Law360, New York (May 17, 2017, 1:27 PM EDT) — Specialty manufacturer Unifrax LLC on Tuesday was found liable for roughly $3.3 million for infringing a patent for thermal blanket coating held by DuPont Co., following a jury trial in Delaware federal court.
Throughout the case Unifrax sought to argue that DuPont’s patent — U.S. Patent No. 8,607,926, entitled “Composite Flame Barrier Laminate for a Thermal and Acoustic Insulation Blanket” — was invalid because it was obvious and had been anticipated in another patent.
The jury rejected that argument, however, finding the patent valid and finding that Unifrax had infringed three of its claims and awarding DuPont $3.27 million in damages.
“The jurors carefully weighed the evidence after a weeklong trial, and we are pleased that they ruled in our favor,” a spokesman for DuPont told Law360. “This verdict makes clear that DuPont will aggressively pursue all legal remedies to protect its technology.”
DuPont brought the suit in 2014, alleging that Unifrax was infringing the patent, which is related to Normex XF, a “composite flame barrier laminate” used in aircraft structures, the spokesman said.
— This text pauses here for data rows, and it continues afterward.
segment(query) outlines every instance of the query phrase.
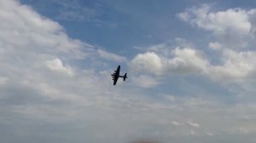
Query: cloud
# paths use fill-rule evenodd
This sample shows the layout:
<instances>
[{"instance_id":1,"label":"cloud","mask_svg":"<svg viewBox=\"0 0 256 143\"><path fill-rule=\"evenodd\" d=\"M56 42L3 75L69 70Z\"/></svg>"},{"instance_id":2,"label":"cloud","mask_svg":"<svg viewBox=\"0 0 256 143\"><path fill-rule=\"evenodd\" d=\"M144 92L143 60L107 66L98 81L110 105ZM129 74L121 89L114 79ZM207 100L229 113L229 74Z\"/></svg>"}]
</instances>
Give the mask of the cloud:
<instances>
[{"instance_id":1,"label":"cloud","mask_svg":"<svg viewBox=\"0 0 256 143\"><path fill-rule=\"evenodd\" d=\"M176 48L173 58L158 55L154 52L137 54L131 61L131 70L155 75L201 73L207 70L208 61L196 49Z\"/></svg>"},{"instance_id":2,"label":"cloud","mask_svg":"<svg viewBox=\"0 0 256 143\"><path fill-rule=\"evenodd\" d=\"M253 40L252 30L255 25L252 17L255 17L254 11L229 9L212 12L209 5L201 4L177 14L177 17L194 26L212 31L227 47L241 49L247 47L248 42Z\"/></svg>"},{"instance_id":3,"label":"cloud","mask_svg":"<svg viewBox=\"0 0 256 143\"><path fill-rule=\"evenodd\" d=\"M54 72L62 72L69 76L73 76L74 74L70 67L65 67L63 66L63 63L60 59L47 60L45 61L45 64L49 69Z\"/></svg>"},{"instance_id":4,"label":"cloud","mask_svg":"<svg viewBox=\"0 0 256 143\"><path fill-rule=\"evenodd\" d=\"M98 49L97 53L99 54L100 57L104 58L106 60L110 60L118 62L123 62L127 60L126 58L124 56L120 56L113 53L108 53L102 49Z\"/></svg>"},{"instance_id":5,"label":"cloud","mask_svg":"<svg viewBox=\"0 0 256 143\"><path fill-rule=\"evenodd\" d=\"M253 103L226 105L208 97L195 100L194 92L163 100L156 97L161 89L144 90L129 83L113 87L108 70L97 69L95 62L125 58L70 38L60 24L19 1L0 0L0 137L3 142L113 143L141 137L196 142L197 139L190 138L192 133L204 138L209 131L218 139L239 136L245 131L254 139ZM170 72L205 73L212 68L206 54L195 48L167 51L171 55L155 50L131 60L131 70L143 72L137 75L143 86L162 83L160 77ZM224 63L228 68L232 64L241 66L246 72L240 72L247 75L252 69L246 69L244 61L254 54L233 52L224 52ZM249 117L241 122L241 117ZM175 125L178 123L183 125Z\"/></svg>"},{"instance_id":6,"label":"cloud","mask_svg":"<svg viewBox=\"0 0 256 143\"><path fill-rule=\"evenodd\" d=\"M146 75L140 75L139 77L133 77L132 82L135 85L142 88L152 88L160 83L154 77Z\"/></svg>"},{"instance_id":7,"label":"cloud","mask_svg":"<svg viewBox=\"0 0 256 143\"><path fill-rule=\"evenodd\" d=\"M161 59L154 52L137 54L131 61L131 69L135 72L160 74L162 68Z\"/></svg>"}]
</instances>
Specifically, the patent covers a three-layer laminate coating for thermal and acoustic blankets, consisting of a heat-resistant coating bonded with a refractory coating by a layer of adhesive.
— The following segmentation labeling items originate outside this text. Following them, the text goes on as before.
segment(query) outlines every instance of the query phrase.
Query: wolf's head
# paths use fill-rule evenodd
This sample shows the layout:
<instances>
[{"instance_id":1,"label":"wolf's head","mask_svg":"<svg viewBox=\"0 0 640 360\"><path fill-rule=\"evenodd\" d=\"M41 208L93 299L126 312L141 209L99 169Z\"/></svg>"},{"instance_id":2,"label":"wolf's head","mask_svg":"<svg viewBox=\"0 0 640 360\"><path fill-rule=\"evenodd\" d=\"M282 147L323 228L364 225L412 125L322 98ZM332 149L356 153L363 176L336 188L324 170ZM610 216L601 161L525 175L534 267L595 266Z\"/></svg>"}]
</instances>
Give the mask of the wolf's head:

DuPont alleged that Unifrax’s thermal blankets used a coating that was roughly the same as the one described in the patent.
All of the trial transcripts along with most of the documents filed in the suit remain sealed or heavily redacted, leaving much of the action leading up to the trial somewhat unclear.
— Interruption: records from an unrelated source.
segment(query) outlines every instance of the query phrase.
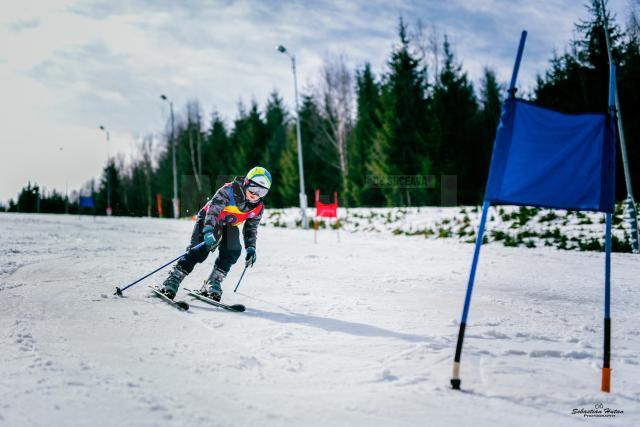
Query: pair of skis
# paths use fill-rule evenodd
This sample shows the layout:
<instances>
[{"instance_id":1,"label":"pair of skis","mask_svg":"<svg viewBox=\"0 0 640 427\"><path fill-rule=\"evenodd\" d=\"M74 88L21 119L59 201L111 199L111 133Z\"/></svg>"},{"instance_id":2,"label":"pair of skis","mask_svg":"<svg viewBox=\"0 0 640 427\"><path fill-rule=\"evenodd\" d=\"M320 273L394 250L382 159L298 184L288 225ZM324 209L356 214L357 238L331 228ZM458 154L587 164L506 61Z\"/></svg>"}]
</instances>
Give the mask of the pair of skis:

Along with its claims that the patent was invalid, Unifrax initially argued that DuPont brought the suit in bad faith, knowing that the patent was unenforceable, an assertion that U.S. District Judge Richard G. Andrews shot down early on in the case.
“As plaintiff points out, if all that were necessary to bring state law counterclaims was an allegation of invalidity and/or noninfringement, with an allegation of ‘bad faith,’ one would expect to see these sorts of counterclaims in most patent litigation,” Judge Andrews wrote in a 2015 order that dismissed many of Unifrax’s counterclaims.